A porta-voz 1 do Ministério dos Negócios Estrangeiros da Indonésia, Yvonne Mewengkang, explicou que chamando visto concebido para garantir que todos os pedidos que entram em território indonésio sejam minuciosamente analisados antes de ser dada uma recomendação.
“O mecanismo de visto de chamada tem sido implementado há muito tempo como um instrumento de controlo sobre cidadãos estrangeiros de determinados países, para garantir que cada pedido de entrada seja cuidadosamente analisado antes de ser dada uma recomendação”, disse Yvonne quando contactada. tvOnenews. comquarta-feira, 7 de janeiro de 2026.
Yvonne enfatizou que a concessão de vistos de chamada a cidadãos israelenses não está relacionada com agendas políticas ou outros interesses fora das visitas pessoais. O governo, disse ele, limitou estritamente o propósito da visita.
“A concessão de vistos de escala a cidadãos israelitas destina-se exclusivamente a visitas privadas, que envolvem maioritariamente turistas idosos”, frisou.
Ele também acrescentou que Israel não é o único país incluído no esquema de vistos de convocação.

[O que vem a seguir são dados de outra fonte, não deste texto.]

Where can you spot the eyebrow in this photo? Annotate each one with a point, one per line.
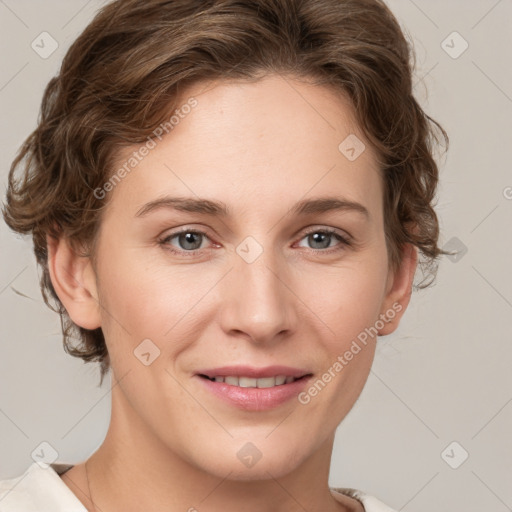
(220, 209)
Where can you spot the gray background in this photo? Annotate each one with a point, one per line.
(444, 376)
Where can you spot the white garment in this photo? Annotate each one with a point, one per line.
(42, 490)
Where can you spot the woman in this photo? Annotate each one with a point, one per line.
(227, 200)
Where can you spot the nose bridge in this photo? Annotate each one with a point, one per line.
(258, 303)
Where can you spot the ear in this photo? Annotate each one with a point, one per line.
(74, 281)
(398, 290)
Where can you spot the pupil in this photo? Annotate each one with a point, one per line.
(317, 237)
(189, 239)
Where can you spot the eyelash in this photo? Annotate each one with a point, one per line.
(344, 241)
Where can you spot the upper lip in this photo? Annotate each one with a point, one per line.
(255, 373)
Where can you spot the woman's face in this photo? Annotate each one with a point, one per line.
(279, 284)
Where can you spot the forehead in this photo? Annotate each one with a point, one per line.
(256, 145)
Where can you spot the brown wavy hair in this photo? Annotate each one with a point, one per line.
(123, 75)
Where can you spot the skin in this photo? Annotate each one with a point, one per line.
(260, 148)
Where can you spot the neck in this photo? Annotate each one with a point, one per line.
(133, 470)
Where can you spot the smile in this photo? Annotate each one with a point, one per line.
(250, 382)
(254, 389)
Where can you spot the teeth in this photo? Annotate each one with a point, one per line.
(250, 382)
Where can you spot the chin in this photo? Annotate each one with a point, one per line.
(245, 460)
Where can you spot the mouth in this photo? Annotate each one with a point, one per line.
(251, 382)
(254, 389)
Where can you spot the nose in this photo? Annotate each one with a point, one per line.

O governo indonésio implementou mecanismos semelhantes em vários outros países como parte da sua política de imigração selectiva.
“Além de Israel, há também vários outros países que estão incluídos no esquema de vistos de chamada”, explicou Yvonne.
A explicação do Itamaraty vai ao encontro da afirmação do Ministro Imigração e Correcionais (Menimipas), Agus Andrianto, que anteriormente enfatizou que a emissão de vistos para cidadãos israelenses não é autoridade de um único ministério.
Agus disse que cada pedido de visto de um cidadão israelita é sempre discutido por uma equipa interministerial e institucional através de um mecanismo de coordenação conjunta.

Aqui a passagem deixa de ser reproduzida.